Menurut UAS seperti disampaikan ke sejumlah media, ia dan rombongan sudah melengkapi semua dokumen administrasi. Tapi, hal seperti itulah yang akhirnya dialami UAS dan rombongan.
UAS mengaku memang pernah ke Singapura beberapa waktu lampau. Tapi, bukan untuk menuju ke Singapura. Melainkan hanya transit melalui bandara saja.
Sejumlah pihak di Indonesia mempertanyakan dan menyayangkan sikap Singapura seperti itu. Di antaranya PP Muhammadiyah.
Belakangan baru ada jawaban dari pihak Singapura yang dirilis ke sejumlah media. Melalui kementerian dalam negerinya, Singapura menjelaskan bahwa UAS dilarang masuk ke Singapura karena tergolong ekstrimis.
Ekstrimis yang dimaksud adalah menyalahkan agama lain termasuk ajaran Kristen. Hal tersebut dinilai dari sejumlah ceramah UAS. Dan hal ini menurut Singapura sangat bertentangan dengan kebijakan dalam negerinya.
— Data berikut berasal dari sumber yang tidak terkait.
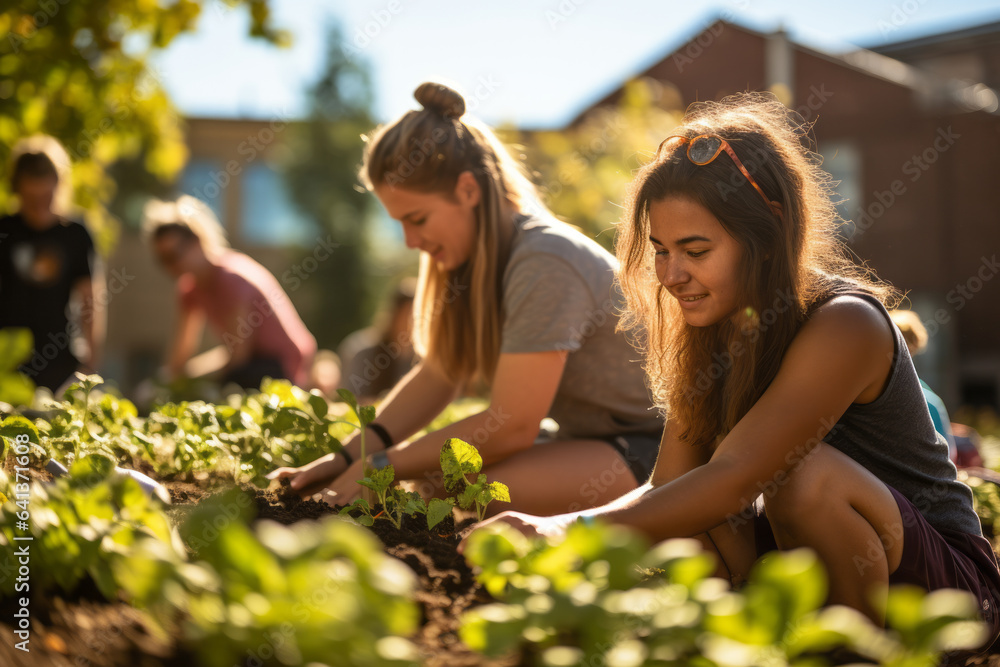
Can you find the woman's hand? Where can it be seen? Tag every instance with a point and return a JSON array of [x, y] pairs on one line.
[[528, 525], [312, 478]]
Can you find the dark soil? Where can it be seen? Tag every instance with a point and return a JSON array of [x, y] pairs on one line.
[[446, 588], [82, 629]]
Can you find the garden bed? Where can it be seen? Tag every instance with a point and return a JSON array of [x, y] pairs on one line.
[[82, 628]]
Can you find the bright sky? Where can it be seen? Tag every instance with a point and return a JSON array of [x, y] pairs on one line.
[[534, 63]]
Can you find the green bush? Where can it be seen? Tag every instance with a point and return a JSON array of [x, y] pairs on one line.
[[600, 597]]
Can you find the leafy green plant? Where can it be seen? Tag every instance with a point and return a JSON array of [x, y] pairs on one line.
[[79, 525], [16, 345], [600, 596], [459, 459], [396, 502], [275, 594]]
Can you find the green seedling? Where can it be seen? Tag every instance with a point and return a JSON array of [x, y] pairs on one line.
[[459, 459], [396, 503]]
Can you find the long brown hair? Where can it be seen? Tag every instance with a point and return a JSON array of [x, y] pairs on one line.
[[707, 378], [457, 313]]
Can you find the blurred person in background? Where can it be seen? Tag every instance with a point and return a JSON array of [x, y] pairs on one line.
[[47, 261], [262, 334], [915, 335], [375, 358], [509, 298]]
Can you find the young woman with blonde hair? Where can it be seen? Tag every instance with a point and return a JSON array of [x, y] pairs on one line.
[[794, 415], [47, 261], [509, 297]]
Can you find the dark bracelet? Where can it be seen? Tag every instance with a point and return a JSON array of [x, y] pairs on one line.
[[346, 455], [382, 434]]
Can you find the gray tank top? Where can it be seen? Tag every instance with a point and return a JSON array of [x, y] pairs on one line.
[[894, 438]]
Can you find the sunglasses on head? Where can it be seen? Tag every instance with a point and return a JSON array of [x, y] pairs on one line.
[[706, 147]]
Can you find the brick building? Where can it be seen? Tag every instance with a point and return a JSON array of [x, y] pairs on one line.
[[912, 131]]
Lalu, bagaimana dengan Iisrael yang selama ini mesra-mesra saja dengan Singapura. Apakah Israel bukan kelompok ekstrim yang kerap melecehkan Islam dan Kristen?
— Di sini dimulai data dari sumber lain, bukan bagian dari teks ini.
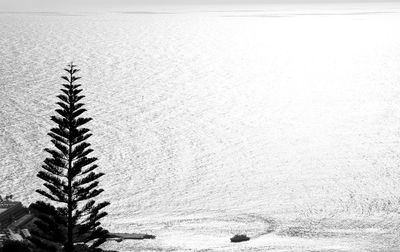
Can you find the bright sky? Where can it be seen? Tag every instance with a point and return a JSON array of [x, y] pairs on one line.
[[35, 5]]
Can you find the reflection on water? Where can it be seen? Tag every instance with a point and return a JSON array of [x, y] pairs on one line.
[[207, 126]]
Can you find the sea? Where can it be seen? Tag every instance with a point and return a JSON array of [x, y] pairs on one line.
[[281, 122]]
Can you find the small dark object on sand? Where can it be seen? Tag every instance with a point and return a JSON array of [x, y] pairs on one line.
[[240, 238], [126, 236]]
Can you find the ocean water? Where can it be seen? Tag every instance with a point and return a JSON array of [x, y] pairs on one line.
[[212, 123]]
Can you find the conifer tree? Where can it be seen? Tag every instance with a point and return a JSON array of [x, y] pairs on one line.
[[70, 179]]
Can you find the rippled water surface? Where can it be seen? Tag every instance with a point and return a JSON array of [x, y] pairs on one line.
[[212, 123]]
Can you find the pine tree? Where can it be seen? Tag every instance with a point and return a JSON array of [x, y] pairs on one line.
[[70, 179]]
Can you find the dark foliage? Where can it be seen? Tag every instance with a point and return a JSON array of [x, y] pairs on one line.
[[70, 180], [15, 246]]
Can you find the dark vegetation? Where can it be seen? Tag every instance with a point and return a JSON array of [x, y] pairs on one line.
[[72, 222]]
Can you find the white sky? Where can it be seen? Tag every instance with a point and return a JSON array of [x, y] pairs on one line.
[[35, 5]]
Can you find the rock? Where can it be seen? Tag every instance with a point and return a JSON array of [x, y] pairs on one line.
[[240, 238]]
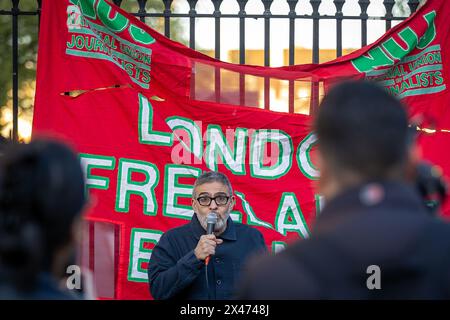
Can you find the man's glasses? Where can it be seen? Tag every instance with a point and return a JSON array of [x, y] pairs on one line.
[[205, 201]]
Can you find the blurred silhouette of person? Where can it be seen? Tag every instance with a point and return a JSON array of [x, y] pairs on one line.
[[41, 198], [374, 238]]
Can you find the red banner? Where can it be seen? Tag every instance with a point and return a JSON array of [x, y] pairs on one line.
[[148, 115]]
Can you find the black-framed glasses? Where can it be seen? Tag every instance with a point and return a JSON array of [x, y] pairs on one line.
[[220, 200]]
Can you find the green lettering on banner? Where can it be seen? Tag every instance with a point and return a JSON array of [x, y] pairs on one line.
[[252, 219], [174, 190], [304, 157], [396, 51], [139, 254], [430, 34], [141, 35], [195, 134], [259, 140], [146, 134], [87, 8], [91, 161], [375, 58], [145, 189], [117, 23], [289, 216]]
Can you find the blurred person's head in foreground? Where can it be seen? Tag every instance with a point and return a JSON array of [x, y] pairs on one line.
[[41, 199], [363, 136]]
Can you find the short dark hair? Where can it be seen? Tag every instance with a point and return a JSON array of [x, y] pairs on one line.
[[361, 128], [42, 193], [213, 176]]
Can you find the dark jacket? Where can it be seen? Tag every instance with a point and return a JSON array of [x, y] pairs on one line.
[[380, 224], [175, 272]]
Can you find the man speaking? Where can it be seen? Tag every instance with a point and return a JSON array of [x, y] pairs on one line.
[[202, 259]]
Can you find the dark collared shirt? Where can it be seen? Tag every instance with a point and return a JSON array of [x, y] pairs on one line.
[[175, 272]]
Bagaimana pula dengan koruptor Indonesia yang biasa kabur ke Singapura? Apakah orang-orang kriminil seperti itu tidak bertentangan dengan kebijakan dalam negeri Singapura?
Boleh-boleh saja Singapura menilai bahwa menerima atau menolak warga asing termasuk negara tetangga sebagai hak negaranya.
Namun, setidaknya ada penjelasan yang bijak kenapa seseorang diterima atau ditolak masuk padahal ia bukan pelaku kriminalitas. Terlebih lagi terhadap tokoh umat yang cukup berpengaruh.
Perlakuan Singapura terhadap UAS sangat menyakitkan umat Islam di Indonesia. Hal ini sekaligus menunjukkan arogansi yang tidak seperlunya. Atau, Singapura memang ingin menunjukkan dirinya sebagai salah satu negara yang mendukung Islamophobia. [Mh]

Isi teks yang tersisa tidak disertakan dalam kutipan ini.